If this is obvious to you, you are not the target audience of this post. Perhaps there is no target audience and I’m basically explaining to myself what’s obvious to everyone else. Nevertheless, here goes:

### The relation between Turing machines, computers and programming

One of the first things I was confused about after studying Turing machines: are they computers or are they programs? On the one hand, it’s clearly a *machine,* with a pretty ‘physical’ description. That seems to come closest to a computer. On the other hand, it has this *transition function*, which encodes the rules according to which the machine operates. It’s unclear where it’s stored, how it is represented and how it performs its operations, but it definitely seems more like a program than like a computer. So which is it?

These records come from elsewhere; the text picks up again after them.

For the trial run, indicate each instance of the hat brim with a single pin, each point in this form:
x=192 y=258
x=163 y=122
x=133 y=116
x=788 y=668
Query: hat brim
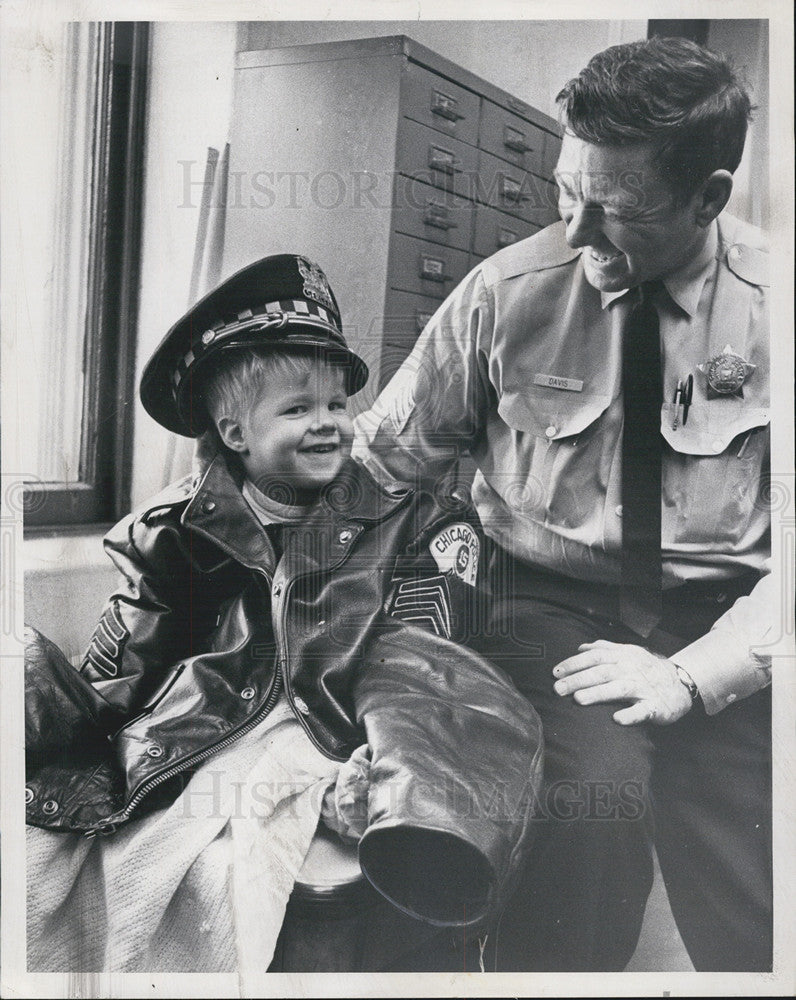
x=183 y=412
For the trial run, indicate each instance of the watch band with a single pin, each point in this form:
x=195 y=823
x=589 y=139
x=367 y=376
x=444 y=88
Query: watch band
x=687 y=681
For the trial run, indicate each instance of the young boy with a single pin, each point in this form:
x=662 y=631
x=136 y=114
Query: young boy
x=281 y=610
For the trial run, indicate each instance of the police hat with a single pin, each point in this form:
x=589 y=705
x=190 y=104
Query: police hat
x=283 y=302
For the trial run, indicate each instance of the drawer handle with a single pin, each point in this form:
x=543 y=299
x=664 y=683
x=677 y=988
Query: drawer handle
x=422 y=320
x=506 y=237
x=445 y=106
x=443 y=160
x=511 y=190
x=437 y=216
x=433 y=269
x=514 y=139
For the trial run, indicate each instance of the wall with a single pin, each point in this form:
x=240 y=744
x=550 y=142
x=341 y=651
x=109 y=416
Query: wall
x=190 y=101
x=529 y=59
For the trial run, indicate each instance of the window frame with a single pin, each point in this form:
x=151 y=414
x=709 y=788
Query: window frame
x=102 y=493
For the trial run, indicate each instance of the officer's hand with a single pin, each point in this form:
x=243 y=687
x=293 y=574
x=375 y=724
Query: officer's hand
x=611 y=671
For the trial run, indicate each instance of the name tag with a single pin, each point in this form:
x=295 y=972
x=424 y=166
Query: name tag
x=557 y=382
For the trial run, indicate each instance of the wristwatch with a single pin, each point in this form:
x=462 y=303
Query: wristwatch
x=688 y=682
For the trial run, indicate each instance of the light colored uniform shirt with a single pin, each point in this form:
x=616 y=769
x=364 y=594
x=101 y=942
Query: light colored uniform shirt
x=521 y=368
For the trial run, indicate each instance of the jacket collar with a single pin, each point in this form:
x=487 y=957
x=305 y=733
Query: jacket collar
x=353 y=499
x=685 y=285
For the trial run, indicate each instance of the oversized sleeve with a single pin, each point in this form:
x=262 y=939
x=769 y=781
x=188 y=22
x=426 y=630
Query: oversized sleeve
x=434 y=408
x=147 y=624
x=455 y=750
x=150 y=621
x=455 y=771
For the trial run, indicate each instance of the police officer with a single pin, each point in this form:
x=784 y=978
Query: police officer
x=609 y=378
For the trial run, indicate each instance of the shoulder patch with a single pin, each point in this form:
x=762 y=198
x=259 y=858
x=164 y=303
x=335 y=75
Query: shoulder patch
x=107 y=644
x=456 y=550
x=748 y=263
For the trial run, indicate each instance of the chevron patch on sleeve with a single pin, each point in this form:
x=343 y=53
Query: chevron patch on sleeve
x=425 y=603
x=107 y=644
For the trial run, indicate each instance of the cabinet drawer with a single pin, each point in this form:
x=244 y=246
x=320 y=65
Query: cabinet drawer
x=436 y=159
x=516 y=191
x=512 y=138
x=495 y=230
x=406 y=315
x=430 y=214
x=440 y=104
x=425 y=268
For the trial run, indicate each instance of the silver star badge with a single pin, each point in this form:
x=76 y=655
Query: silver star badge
x=726 y=373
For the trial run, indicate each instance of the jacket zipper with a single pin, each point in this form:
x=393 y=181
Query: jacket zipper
x=297 y=715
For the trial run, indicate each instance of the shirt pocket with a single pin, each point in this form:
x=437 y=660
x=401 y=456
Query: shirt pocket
x=713 y=476
x=560 y=460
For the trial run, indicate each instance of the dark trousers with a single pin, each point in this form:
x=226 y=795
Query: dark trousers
x=700 y=790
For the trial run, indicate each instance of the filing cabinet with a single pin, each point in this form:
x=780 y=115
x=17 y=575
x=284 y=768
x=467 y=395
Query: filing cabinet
x=394 y=169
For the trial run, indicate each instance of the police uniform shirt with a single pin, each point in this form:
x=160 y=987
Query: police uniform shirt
x=521 y=366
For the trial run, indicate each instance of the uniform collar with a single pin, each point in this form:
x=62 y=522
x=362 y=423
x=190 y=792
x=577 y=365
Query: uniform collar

The answer is: both. In the end almost every machine consists of both the physical parts and a ‘program’ that guides its operation. Even if the program consists only of “pressing this button turns the machine on”, then logically and physically there is a state transition. I think the easiest way to look at it is from the other side: an actual CPU with its firmware is a Turing machine, where the physical CPU is the machine and the firmware is the transition function.

A major difference between automata and Turing machines is that a Turing machine can generate output. A bunch of proofs around Turing machines rely on the fact that the output of a Turing machine can be (the transition function for) another Turing machine and that’s what made it click for me. That initially seems like just a neat trick, until I realized that that is exactly what’s going on in practice: a computer contains layers upon layers of Turing machines, defining each other, defining programs for each other and rewriting input for each other.

### An example

The Ruby interpreter is a Turing machine that accepts valid Ruby programs as input and outputs bytecode that is input for its internal bytecode interpreter, which is another Turing machine, which outputs machine code for the CPU microcode Turing machine which finally outputs the instructions for the hardware Turing machine, the CPU.

At the same time, the representation of the Ruby interpreter Turing machine on disk is itself a direct input for the CPU microcode Turing machine (I’m hand waving some details here). But it could also have been an input for, e.g. the Java virtual machine bytecode interpreter. Which is of course another Turing machine.